Richard Gordon and myself have been taking the lead on the Developmental Dynamics interest group. To this end, we have worked out differentiation trees [3] for Caenorhabditis elegans [4] and Ciona intestinalis [5]. Differentiation trees are essentially reorganizations of the lineage tree based on the size differential of daughter cells after a cell division event, and may point us to subtle spatial patterns such as the precursors of tissue formation. More generally, we have been attempting to work out cross-species comparisons of early embryonic development, as well as novel computational characterizations of both mosaic and regulative development in multiple species. Some of this work will be featured in an upcoming publication in a special issue of the journal Biology [6].

The Reproduction and Developmental Plasticity interest group is focused on the evolution and development of C. elegans life-history, and stems from work I did in Nathan Schroeder's Laboratory at UIUC [7, 8]. So far, this interest group has involved experimental evolution and the induction of developmental plasticity resulting from L1 larval arrest in mutant genotypes. This is the newest area of DevoWorm, but is a necessary component of understanding for working towards whole-organism simulation.

All three DevoWorm project interest groups in their "2-cell phenotype". 

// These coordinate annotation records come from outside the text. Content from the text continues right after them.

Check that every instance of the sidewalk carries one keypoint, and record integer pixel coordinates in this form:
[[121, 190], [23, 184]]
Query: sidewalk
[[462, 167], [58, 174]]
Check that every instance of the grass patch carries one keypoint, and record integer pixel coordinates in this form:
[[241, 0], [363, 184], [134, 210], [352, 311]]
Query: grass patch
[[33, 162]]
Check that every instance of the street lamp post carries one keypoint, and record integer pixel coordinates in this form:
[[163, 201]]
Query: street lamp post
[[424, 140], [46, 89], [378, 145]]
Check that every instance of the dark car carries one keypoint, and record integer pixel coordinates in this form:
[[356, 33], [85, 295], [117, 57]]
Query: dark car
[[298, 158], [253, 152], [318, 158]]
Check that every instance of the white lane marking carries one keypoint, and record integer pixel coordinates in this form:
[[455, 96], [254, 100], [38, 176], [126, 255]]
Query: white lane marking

If you are interested in joining the DevoWorm group or just attending one of our group meetings, please attend the OpenWorm presentation or contact one of the current group members. More generally, the OpenWorm project is currently recruiting volunteers, so fill out an application and state your skills and specific interests. We are looking for people with a diversity of backgrounds, from hard-core programming and data analysis skills to science communication specialists and biologists with an interest in theoretical synthesis.

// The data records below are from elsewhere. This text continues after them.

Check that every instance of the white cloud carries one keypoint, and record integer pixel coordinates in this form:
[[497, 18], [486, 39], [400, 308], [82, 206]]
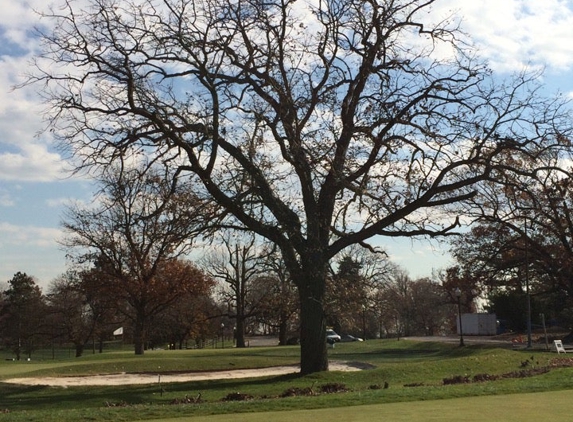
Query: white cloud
[[6, 199], [32, 163], [513, 34], [11, 234]]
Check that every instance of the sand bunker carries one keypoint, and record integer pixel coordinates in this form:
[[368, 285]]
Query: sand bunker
[[127, 379]]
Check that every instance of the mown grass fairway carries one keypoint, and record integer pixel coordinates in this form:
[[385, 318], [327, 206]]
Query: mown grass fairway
[[412, 371]]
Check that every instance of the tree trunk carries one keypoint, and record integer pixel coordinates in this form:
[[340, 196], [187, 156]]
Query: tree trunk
[[313, 353], [283, 329], [240, 332], [79, 350], [139, 334]]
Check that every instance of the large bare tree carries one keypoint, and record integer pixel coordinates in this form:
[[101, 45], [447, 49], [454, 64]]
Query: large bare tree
[[317, 125]]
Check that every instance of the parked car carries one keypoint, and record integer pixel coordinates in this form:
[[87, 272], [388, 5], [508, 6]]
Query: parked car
[[348, 337], [332, 337]]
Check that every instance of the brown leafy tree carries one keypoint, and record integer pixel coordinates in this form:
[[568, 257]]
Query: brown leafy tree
[[22, 315], [279, 309], [134, 238], [188, 316], [237, 265], [73, 311], [315, 125]]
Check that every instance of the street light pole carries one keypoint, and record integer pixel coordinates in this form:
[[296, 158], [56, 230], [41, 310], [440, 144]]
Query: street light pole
[[222, 335], [527, 294], [458, 294]]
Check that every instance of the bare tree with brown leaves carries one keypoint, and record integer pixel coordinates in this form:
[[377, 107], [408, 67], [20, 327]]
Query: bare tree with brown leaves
[[316, 125]]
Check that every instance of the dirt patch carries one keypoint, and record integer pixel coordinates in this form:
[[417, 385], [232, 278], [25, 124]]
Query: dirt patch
[[127, 379]]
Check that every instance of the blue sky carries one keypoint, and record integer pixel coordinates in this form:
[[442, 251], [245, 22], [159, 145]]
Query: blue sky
[[34, 183]]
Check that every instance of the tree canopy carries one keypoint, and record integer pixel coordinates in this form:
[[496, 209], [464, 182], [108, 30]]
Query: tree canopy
[[316, 125]]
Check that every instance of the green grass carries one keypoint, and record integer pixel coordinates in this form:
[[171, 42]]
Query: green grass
[[401, 364]]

[1] Alicea, B., McGrew, S., Gordon, R., Larson, S., Warrington, T., and Watts, M. (2014). DevoWorm: differentiation waves and computation in C. elegans embryogenesis. bioRxiv, doi:10.1101/009993

[2] Portegys, T., Pascualy, G., Gordon, R., and Alicea, B. (2016). Morphozoic: cellular automata with nested neighborhoods as a novel representation for morphogenesis. Forthcoming in Multi-Agent Based Simulations Applied to Biological and Environmental Systems.

[3] Gordon, R. (1999). The Hierarchical Genome and Differentiation Waves: novel unification of development, genetics and evolution. World Scientific and Imperial College Press, Singapore and London.

[4] Alicea, B. and Gordon, R. (2016). Caenorhabditis elegans Embryonic Differentiation Tree (10 division events). doi:10.6084/m9. figshare.2118049.

[5] Alicea, B. and Gordon, R. (2016). Ciona intestinalis Embryonic Differentiation Tree (1- to 112-cell stage). doi: 10.6084/m9.figshare.2117152.

[6] Alicea, B. and Gordon, R. (2016). Quantifying mosaic development: towards an Evo-Devo Postmodern Synthesis via differentiation trees of embryos. Biology (Special Issue: beyond the modern evolutionary synthesis). Submitted.

[7] Alicea, B. (2016). Evolution in Eggs and Phases: experimental evolution of fecundity and reproductive timing in Caenorhabditis elegans. bioRxiv, doi:10.1101/042143.

[8] Alicea, B. (2016). Genotype-specific developmental plasticity shapes the timing and robustness of reproductive capacity in Caenorhabditis elegans. bioRxiv, doi:10.1101/045609.